Linux on a UK Toshiba Equium A110-233 Laptop

Summary: Kubuntu works fine, but Fedora doesn't.

Updated 2008-05-24.

General The computer comes with Windows XP Home pre-installed. Another computer was used to download and burn an ISO image of the Linux SystemRescueCd. The laptop was then booted with this CD (and by pressing F12 to get the choice of boot media and choosing the CD/DVD drive). QParted was then used to non-destructively halve the size of the NTFS partition to leave room for Linux.

Kubuntu 8.04 LTS (KDE 3.5) This installs perfectly from CD recognises all the hardware and seems to work fine, including the sound card, wired and wireless networking, and both USB and SD memory. (Untested: burning CDs/DVDs and firewire.) This is what I'm using every day when I'm not using my Fedora-based desktop system.

Xubuntu 8.04 LTS This installs perfectly from CD recognises all the hardware and seems to work fine. (Untested: burning CDs/DVDs, the sound card, wireless networking, firewire, SD memory card reader.)
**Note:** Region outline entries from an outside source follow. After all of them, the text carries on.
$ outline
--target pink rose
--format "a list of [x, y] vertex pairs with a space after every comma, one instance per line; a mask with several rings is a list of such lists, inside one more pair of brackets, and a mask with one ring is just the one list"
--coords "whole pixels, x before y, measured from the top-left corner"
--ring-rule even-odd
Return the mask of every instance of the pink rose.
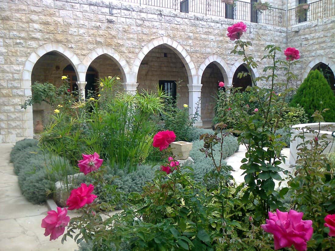
[[293, 61], [294, 59], [299, 59], [300, 56], [299, 51], [294, 47], [288, 47], [284, 51], [284, 55], [286, 56], [286, 60]]
[[[165, 172], [167, 174], [171, 173], [175, 170], [177, 170], [177, 167], [179, 165], [179, 161], [174, 161], [173, 158], [172, 157], [169, 157], [169, 161], [170, 164], [167, 166], [161, 166], [160, 170]], [[173, 169], [173, 167], [174, 168]]]
[[45, 229], [44, 236], [50, 235], [50, 240], [56, 240], [63, 234], [70, 221], [70, 217], [66, 216], [67, 210], [57, 207], [57, 212], [49, 211], [45, 218], [42, 220], [41, 227]]
[[78, 161], [78, 166], [80, 172], [84, 173], [85, 175], [97, 170], [104, 161], [104, 160], [99, 158], [99, 155], [95, 152], [94, 154], [82, 154], [82, 156], [84, 159]]
[[159, 147], [159, 151], [161, 151], [166, 149], [169, 145], [176, 139], [176, 135], [173, 131], [166, 131], [159, 132], [153, 136], [153, 143], [152, 146], [154, 147]]
[[70, 197], [66, 201], [69, 210], [78, 209], [86, 204], [90, 204], [96, 197], [96, 195], [91, 194], [94, 189], [94, 186], [90, 184], [88, 186], [85, 183], [82, 183], [80, 187], [73, 189], [71, 191]]
[[243, 32], [247, 31], [247, 25], [243, 22], [239, 22], [228, 27], [227, 30], [228, 33], [227, 35], [230, 38], [230, 40], [233, 41], [239, 39]]
[[325, 227], [329, 228], [328, 235], [330, 236], [335, 236], [335, 214], [328, 215], [325, 217]]
[[269, 212], [269, 220], [262, 225], [264, 231], [273, 235], [274, 248], [277, 249], [294, 245], [298, 251], [306, 251], [307, 242], [313, 234], [312, 221], [303, 221], [304, 213], [290, 210], [288, 213]]

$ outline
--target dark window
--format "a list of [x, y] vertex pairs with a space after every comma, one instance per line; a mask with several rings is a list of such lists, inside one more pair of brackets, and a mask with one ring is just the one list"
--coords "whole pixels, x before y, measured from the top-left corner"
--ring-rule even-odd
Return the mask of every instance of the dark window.
[[225, 9], [225, 17], [229, 19], [234, 19], [234, 5], [224, 4]]
[[257, 2], [257, 0], [251, 0], [250, 5], [250, 18], [251, 21], [253, 23], [258, 23], [258, 12], [257, 10], [254, 7], [253, 4]]
[[188, 13], [189, 0], [184, 0], [180, 1], [180, 12]]
[[[299, 0], [298, 4], [301, 4], [302, 3], [307, 3], [307, 0]], [[307, 10], [305, 10], [305, 14], [300, 15], [298, 17], [298, 22], [302, 23], [303, 22], [306, 22], [307, 20]]]
[[165, 92], [165, 94], [172, 97], [174, 100], [176, 100], [177, 91], [175, 81], [159, 80], [159, 87], [160, 89]]

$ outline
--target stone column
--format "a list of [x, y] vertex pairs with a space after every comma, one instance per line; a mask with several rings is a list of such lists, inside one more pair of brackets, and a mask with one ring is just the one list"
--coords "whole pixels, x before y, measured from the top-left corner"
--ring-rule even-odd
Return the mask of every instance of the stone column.
[[76, 83], [78, 85], [82, 98], [85, 100], [86, 97], [85, 96], [85, 87], [87, 84], [87, 82], [86, 81], [77, 81]]
[[[192, 117], [195, 113], [197, 109], [197, 104], [201, 100], [201, 87], [202, 85], [197, 84], [192, 85], [188, 85], [189, 89], [189, 105], [190, 106], [190, 117]], [[196, 127], [202, 126], [201, 121], [201, 103], [199, 102], [198, 112], [199, 115], [198, 121], [194, 123]]]
[[138, 83], [124, 83], [123, 88], [126, 92], [135, 95], [137, 91]]

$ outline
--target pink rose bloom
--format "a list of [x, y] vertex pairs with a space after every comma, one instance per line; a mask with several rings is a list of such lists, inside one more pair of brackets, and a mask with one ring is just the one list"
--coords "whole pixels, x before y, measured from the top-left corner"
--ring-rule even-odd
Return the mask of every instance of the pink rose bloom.
[[66, 216], [67, 210], [57, 207], [57, 212], [51, 210], [42, 220], [41, 227], [45, 229], [44, 236], [50, 235], [50, 240], [56, 240], [63, 234], [65, 227], [70, 221], [70, 217]]
[[273, 235], [274, 248], [277, 250], [294, 245], [298, 251], [306, 251], [307, 242], [313, 234], [312, 221], [303, 221], [304, 213], [290, 210], [288, 213], [269, 212], [269, 220], [262, 225], [264, 231]]
[[84, 173], [85, 175], [97, 170], [101, 166], [104, 161], [104, 160], [99, 158], [100, 156], [95, 152], [94, 154], [82, 154], [82, 156], [84, 159], [78, 161], [78, 166], [80, 172]]
[[221, 82], [219, 82], [219, 86], [220, 87], [223, 87], [224, 86], [224, 83], [222, 82], [222, 81]]
[[[174, 161], [173, 158], [172, 157], [169, 157], [169, 161], [170, 163], [170, 165], [167, 166], [161, 166], [160, 170], [165, 172], [167, 174], [171, 173], [175, 170], [177, 170], [177, 167], [179, 165], [179, 161]], [[174, 167], [174, 168], [173, 168]]]
[[176, 135], [173, 131], [166, 131], [159, 132], [153, 136], [153, 143], [152, 146], [154, 147], [159, 147], [159, 151], [161, 151], [166, 149], [169, 145], [176, 139]]
[[300, 58], [299, 51], [294, 47], [288, 47], [284, 51], [284, 55], [286, 56], [286, 60], [288, 61], [293, 61], [294, 59]]
[[243, 32], [247, 31], [247, 25], [243, 22], [239, 22], [228, 27], [227, 30], [228, 33], [227, 35], [230, 40], [233, 41], [236, 39], [239, 39]]
[[96, 195], [91, 193], [94, 189], [94, 186], [90, 184], [87, 186], [85, 183], [82, 183], [80, 187], [71, 191], [70, 197], [66, 201], [69, 210], [78, 209], [86, 204], [90, 204], [96, 197]]
[[329, 228], [328, 235], [330, 236], [335, 236], [335, 214], [328, 215], [325, 217], [325, 227]]

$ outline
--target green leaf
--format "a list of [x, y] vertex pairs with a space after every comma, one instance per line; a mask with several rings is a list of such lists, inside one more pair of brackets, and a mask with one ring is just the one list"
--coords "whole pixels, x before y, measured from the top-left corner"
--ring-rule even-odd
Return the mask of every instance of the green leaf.
[[205, 230], [201, 228], [198, 229], [199, 231], [197, 234], [197, 237], [204, 242], [209, 242], [210, 239], [208, 234], [206, 233]]
[[176, 239], [178, 239], [180, 236], [180, 234], [178, 232], [178, 230], [174, 228], [170, 229], [170, 231], [172, 233], [174, 237]]
[[289, 190], [288, 187], [283, 187], [279, 192], [279, 196], [283, 198], [284, 195], [287, 193]]
[[189, 250], [188, 245], [187, 243], [185, 241], [183, 241], [181, 239], [179, 239], [177, 242], [179, 245], [179, 246], [184, 249], [186, 249], [186, 250]]

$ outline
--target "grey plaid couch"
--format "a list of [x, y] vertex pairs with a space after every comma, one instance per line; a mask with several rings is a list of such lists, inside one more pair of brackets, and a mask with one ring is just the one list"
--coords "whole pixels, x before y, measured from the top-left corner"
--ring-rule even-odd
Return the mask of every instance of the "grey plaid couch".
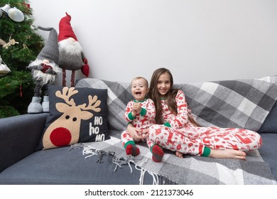
[[[1, 119], [0, 184], [276, 184], [275, 77], [175, 85], [184, 90], [189, 107], [202, 125], [244, 127], [260, 133], [262, 147], [249, 153], [246, 161], [198, 156], [180, 159], [166, 151], [164, 162], [153, 163], [142, 144], [139, 147], [145, 153], [119, 168], [107, 154], [113, 151], [119, 159], [126, 160], [119, 136], [126, 128], [122, 114], [131, 99], [129, 86], [126, 82], [89, 78], [80, 80], [76, 85], [76, 87], [108, 90], [112, 139], [105, 141], [36, 151], [49, 114]], [[87, 158], [84, 146], [105, 151], [106, 156], [102, 156], [100, 162], [99, 155]], [[204, 172], [202, 168], [207, 165], [210, 169]], [[218, 168], [221, 167], [224, 172]], [[225, 173], [227, 170], [229, 174]], [[230, 176], [236, 177], [227, 180]]]

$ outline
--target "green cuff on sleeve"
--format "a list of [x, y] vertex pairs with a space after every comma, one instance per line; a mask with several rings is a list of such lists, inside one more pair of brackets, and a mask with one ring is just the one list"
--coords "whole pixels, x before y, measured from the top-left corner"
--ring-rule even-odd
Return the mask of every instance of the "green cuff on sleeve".
[[129, 113], [128, 114], [128, 118], [129, 118], [130, 120], [133, 120], [134, 119], [135, 119], [135, 117], [134, 117], [134, 116], [132, 115], [132, 112], [129, 112]]

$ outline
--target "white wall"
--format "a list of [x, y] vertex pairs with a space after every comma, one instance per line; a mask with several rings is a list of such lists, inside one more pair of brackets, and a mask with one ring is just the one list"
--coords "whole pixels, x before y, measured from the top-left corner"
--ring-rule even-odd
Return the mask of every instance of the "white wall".
[[150, 80], [160, 67], [176, 83], [277, 75], [276, 0], [29, 2], [36, 26], [58, 32], [60, 18], [71, 15], [91, 77]]

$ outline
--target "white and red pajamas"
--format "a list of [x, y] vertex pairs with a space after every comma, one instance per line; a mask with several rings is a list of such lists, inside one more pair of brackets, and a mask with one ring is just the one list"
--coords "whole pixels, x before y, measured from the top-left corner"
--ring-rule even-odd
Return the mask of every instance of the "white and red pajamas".
[[251, 151], [261, 146], [260, 135], [247, 129], [219, 127], [199, 127], [191, 123], [190, 109], [185, 94], [179, 90], [175, 102], [178, 114], [170, 111], [166, 100], [161, 100], [164, 124], [150, 127], [149, 139], [163, 148], [183, 154], [203, 154], [204, 148]]
[[[141, 107], [141, 111], [137, 113], [135, 117], [131, 114], [132, 107], [134, 102], [138, 102]], [[124, 113], [124, 119], [126, 122], [132, 123], [134, 127], [143, 130], [143, 133], [146, 133], [148, 129], [155, 124], [156, 109], [154, 102], [151, 99], [146, 99], [143, 101], [130, 101], [127, 104], [127, 107]], [[121, 133], [122, 145], [125, 146], [127, 141], [146, 141], [150, 147], [153, 144], [148, 139], [148, 136], [142, 140], [134, 140], [128, 131], [124, 131]]]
Kubuntu 6.06 LTS This installs perfectly from CD and recognises the 1280x800 screen, the USB port (for memory sticks), and the Realtek RTL8139/810x Ethernet card. The machine can read CDs and DVDs with no problems. No manual configuration was required for the items mentioned. Untested: burning CDs/DVDs, the sound card, wireless networking, firewire, SD memory card reader. Note that Kubuntu installs a 386-processor kernel so for best performance you will need to install a "686" kernel–this can easily be achieved using apt-get or the Adept package manager.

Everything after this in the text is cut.